Os Estados-membros tinham até outubro deste ano para comunicar à Comissão que tinham implementado integralmente as disposições da diretiva, que visa reduzir até 2030 o consumo energético em 11,7 por cento, tomando como referência as projeções feitas em 2020.
A legislação comunitária obriga ainda os setores públicos a liderarem pelo exemplo, com uma redução anual de cerca de 1,9 por cento no consumo de energia.
Atrasos e consequências possíveis
Segundo a mesma fonte, os países ainda não confirmaram que adotaram as medidas necessárias para garantir o cumprimento da diretiva nas suas legislações nacionais. Cada Estado-membro dispõe agora de dois meses para responder ao executivo europeu.
Se a resposta não for considerada satisfatória, a Comissão pode emitir uma resposta fundamentada e, em última instância, recorrer ao Tribunal de Justiça da União Europeia para obrigar os países ao cumprimento.
O incumprimento não se limita apenas às regras sobre eficiência energética.
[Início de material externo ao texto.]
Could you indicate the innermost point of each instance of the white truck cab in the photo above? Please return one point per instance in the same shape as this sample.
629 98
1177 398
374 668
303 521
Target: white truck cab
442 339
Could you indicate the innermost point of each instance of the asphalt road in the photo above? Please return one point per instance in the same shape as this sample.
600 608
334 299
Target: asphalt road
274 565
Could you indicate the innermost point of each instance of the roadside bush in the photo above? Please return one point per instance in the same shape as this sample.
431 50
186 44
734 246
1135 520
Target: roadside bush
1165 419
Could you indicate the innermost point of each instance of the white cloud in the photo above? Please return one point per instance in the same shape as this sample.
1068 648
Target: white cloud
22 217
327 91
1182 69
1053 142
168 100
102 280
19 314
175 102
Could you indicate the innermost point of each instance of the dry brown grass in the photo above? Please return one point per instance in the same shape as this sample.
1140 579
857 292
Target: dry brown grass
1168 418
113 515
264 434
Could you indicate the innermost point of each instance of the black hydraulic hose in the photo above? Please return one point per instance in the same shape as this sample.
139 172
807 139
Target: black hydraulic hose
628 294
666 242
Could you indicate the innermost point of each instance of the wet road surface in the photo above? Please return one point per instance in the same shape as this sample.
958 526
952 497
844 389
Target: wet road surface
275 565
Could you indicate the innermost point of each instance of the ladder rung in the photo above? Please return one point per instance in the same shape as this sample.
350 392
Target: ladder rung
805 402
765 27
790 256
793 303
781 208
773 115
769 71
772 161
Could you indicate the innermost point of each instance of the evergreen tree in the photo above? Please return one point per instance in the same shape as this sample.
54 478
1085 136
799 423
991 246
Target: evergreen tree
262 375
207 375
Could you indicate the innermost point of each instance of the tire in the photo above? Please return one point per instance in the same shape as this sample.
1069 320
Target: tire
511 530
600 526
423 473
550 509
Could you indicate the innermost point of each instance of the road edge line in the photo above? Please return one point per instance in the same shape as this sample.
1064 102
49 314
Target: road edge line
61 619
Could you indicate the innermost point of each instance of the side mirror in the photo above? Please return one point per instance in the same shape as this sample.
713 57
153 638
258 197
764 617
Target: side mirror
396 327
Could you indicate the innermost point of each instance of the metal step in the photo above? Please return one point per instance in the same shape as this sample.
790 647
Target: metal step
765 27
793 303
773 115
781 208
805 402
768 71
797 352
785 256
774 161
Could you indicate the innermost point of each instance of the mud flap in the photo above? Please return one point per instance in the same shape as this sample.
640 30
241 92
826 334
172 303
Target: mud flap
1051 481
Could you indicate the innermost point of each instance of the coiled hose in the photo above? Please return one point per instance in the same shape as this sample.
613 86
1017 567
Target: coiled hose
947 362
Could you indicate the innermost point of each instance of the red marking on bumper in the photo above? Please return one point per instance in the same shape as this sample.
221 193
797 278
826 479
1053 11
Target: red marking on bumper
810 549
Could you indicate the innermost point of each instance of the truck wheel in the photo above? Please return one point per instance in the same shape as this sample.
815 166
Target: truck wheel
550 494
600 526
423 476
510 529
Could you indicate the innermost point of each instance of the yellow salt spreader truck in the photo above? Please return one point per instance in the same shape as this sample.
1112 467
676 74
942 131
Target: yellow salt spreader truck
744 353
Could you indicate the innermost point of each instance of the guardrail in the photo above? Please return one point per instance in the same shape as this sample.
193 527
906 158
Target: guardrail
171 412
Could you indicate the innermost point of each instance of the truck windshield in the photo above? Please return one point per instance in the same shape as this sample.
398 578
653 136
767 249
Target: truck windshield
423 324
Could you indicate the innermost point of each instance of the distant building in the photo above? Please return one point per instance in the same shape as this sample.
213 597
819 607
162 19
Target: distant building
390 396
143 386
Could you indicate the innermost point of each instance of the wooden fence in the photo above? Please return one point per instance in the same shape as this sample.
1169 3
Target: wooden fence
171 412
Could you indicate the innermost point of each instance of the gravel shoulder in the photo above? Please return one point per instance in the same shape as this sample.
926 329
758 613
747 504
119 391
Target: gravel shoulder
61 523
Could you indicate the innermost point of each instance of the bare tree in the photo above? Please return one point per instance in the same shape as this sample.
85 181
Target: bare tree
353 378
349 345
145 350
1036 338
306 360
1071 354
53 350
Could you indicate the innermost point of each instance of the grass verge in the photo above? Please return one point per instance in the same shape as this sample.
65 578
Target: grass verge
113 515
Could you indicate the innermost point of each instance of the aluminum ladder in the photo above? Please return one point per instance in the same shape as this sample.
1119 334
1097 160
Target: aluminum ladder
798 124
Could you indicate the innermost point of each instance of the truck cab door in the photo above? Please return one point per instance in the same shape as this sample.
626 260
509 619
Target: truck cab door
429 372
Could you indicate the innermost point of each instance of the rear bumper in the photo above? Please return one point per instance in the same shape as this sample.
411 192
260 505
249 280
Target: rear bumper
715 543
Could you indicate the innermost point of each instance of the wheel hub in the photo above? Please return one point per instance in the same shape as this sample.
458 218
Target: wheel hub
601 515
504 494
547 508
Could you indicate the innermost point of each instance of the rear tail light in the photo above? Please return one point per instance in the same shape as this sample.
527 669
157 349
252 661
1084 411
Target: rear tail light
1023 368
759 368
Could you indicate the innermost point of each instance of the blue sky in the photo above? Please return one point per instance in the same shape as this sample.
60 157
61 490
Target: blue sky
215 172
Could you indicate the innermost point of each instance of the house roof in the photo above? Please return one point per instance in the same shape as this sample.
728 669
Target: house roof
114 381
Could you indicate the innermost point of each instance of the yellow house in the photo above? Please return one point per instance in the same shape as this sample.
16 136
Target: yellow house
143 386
Portugal, juntamente com outros 14 países, incluindo Alemanha e Espanha, também deve transpor uma diretiva que atualiza a lista de matérias-primas utilizadas na produção de biocombustíveis.
Esta norma, que já devia estar refletida nas legislações nacionais desde setembro, pretende garantir maior transparência e sustentabilidade nos processos industriais relacionados com biocombustíveis.
Segundo o comunicado da Comissão Europeia, o prazo de dois meses aplica-se igualmente a esta segunda diretiva, e a eventual falta de cumprimento poderá igualmente conduzir a ações judiciais junto do Tribunal de Justiça da União Europeia.
O executivo comunitário, liderado por Ursula von der Leyen, insiste na necessidade de os Estados-membros respeitarem os prazos e integrarem as normas europeias nas leis nacionais de forma completa e atempada.
De acordo com a mesma fonte, a intenção é assegurar que os objetivos de eficiência energética e sustentabilidade definidos a nível europeu não sejam comprometidos por atrasos administrativos.
Esta situação coloca Portugal e a maioria dos países da União Europeia numa posição delicada, evidenciando dificuldades na transposição e implementação de diretivas comunitárias essenciais para a política energética do bloco.
A Comissão Europeia alerta que, se os Estados-membros não cumprirem dentro do prazo estipulado, poderão ser formalmente levados a tribunal, o que poderia implicar sanções e a necessidade de ajustes legislativos imediatos. Este aviso serve como último alerta antes de avançar para medidas legais.